Deployment profiles
This section describes the options available for the operator setup.
StarterPak
This basic setup that does not require any specific configuration. It is only intended for nonproduction environments.
CRD
See Basic setup section for more details.
Node resources
Software | Memory (GB) | CPU (cores) | Disk (GB) | Nodes |
---|---|---|---|---|
IBM Process Mining | 64 | 16 | 100 | 1 |
IBM Task Mining | 16 | 4 | 100 | 1 |
Total | 80 | 20 | 200 | 2 |
Production Setup
This is the suggested configuration for a production installation.
CRD
See Production setup section](crd.md) for more details.
Node Resources
Listed below are three sizing configurations for processing event logs with an increasing number of events. In addition to data volumes and data complexity, another factor that can impact the right sizing of the system is the number of concurrent users active on the application; it’s not so important how many users are working, but what they are doing concurrently.
The most important information that is required to set up a production environment are as follows:
-
- Number of projects to be managed by the application and their classification, i.e.:
- Flat (only one business entity involved)
- Multi-level (from 2 to 5 business entities involved - ex: P2P, O2C) - and the number of mapped entities.
Note: Knowing the type of process is important because multi-level processes require more complex and resource-consuming algorithms than flat processes.
-
- Number of events per each project listed at point 1, at least by range.:
- Up to 10 M
- From 10 M to 50 M
- Over 50 M
Note:
- A. Knowing the distribution of events per each project instead of the total number of events is important, the same number of events requires much more computing resources for a multi-level process, especially in case of high cardinalities between interleaving business entities (ex: 1:10000 between contracts and invoices).
- B. We do not indicate an upper threshold, but it’s worth noting that we've never managed a production environment hosting multi-level processes with a number of events > 25 M.
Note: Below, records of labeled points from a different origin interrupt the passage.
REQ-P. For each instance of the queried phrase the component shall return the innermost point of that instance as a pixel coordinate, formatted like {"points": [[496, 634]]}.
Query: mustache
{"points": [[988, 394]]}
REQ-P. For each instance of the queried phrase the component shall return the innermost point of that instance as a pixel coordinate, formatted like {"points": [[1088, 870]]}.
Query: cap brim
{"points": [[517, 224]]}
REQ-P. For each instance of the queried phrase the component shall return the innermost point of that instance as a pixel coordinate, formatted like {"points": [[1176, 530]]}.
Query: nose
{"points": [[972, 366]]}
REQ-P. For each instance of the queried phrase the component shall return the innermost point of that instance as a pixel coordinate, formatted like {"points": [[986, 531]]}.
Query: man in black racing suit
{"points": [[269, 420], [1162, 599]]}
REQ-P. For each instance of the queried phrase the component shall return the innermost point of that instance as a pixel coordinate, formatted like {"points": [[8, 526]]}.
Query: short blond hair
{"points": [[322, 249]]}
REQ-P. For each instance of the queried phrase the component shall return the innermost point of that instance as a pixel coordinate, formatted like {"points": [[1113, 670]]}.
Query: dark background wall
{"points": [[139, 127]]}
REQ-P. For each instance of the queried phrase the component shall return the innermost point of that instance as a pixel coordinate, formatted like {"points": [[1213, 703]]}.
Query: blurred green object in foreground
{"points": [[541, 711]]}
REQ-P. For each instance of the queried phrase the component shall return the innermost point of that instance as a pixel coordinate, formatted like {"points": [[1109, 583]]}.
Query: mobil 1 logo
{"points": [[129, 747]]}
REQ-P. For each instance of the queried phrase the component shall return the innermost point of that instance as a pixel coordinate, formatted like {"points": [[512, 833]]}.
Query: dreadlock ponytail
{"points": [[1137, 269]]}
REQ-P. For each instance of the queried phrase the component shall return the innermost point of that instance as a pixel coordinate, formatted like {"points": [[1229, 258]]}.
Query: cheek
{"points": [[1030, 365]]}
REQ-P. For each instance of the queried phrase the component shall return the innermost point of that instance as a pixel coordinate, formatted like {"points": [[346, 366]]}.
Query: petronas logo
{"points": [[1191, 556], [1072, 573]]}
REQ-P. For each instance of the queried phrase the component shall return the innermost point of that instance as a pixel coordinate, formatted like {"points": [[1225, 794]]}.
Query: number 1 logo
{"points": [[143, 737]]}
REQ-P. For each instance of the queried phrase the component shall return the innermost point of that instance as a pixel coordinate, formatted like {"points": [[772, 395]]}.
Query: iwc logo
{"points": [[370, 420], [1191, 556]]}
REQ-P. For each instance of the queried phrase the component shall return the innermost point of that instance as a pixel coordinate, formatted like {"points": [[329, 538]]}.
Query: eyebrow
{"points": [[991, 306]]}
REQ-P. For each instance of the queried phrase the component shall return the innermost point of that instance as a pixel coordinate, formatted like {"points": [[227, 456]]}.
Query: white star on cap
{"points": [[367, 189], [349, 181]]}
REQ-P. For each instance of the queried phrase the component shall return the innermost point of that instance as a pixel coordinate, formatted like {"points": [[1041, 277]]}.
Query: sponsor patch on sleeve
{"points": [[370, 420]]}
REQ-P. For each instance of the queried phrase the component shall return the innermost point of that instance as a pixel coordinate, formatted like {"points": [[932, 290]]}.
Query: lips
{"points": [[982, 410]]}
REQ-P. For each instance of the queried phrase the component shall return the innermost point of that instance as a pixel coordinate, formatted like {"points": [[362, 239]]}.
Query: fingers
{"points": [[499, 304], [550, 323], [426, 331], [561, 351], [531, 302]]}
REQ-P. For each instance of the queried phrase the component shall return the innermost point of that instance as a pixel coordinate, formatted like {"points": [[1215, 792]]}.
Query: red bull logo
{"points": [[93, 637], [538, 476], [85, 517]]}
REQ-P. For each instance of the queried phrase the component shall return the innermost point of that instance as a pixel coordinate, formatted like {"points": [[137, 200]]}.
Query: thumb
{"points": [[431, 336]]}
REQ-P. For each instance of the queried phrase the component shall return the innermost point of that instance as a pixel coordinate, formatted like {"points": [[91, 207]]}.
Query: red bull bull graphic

It’s worth noting that the quantity of collected events is not a factor in IBM Process Mining, the quality of data is the real important factor. The number of events must be bare enough to have a complete range of variants and reliable statistics over a relevant time period: the presence of obsolete data relating to past periods can affect the mining and the statistics because they can reflect workflows that are no longer present.
-
- Number of mapped custom fields per project, at least by range:
- up to 20
- from 20 to 50
- from 50 to 80
Note:
- A. No more than 80 custom fields must be used, this is the max threshold we have tested on the product.
- B. Knowing the nr of custom fields is important because they affect the complexity of the processing.
-
- Number of users that get access to the application and the quota of users that will also access Data Analytics.
Note: Knowing the number of users is important to understand how many snapshots of the process we’ll have to store and manage. Knowing the users who will access Analytics is important because Analytics is the most resource consuming component of the suite (especially for RAM usage).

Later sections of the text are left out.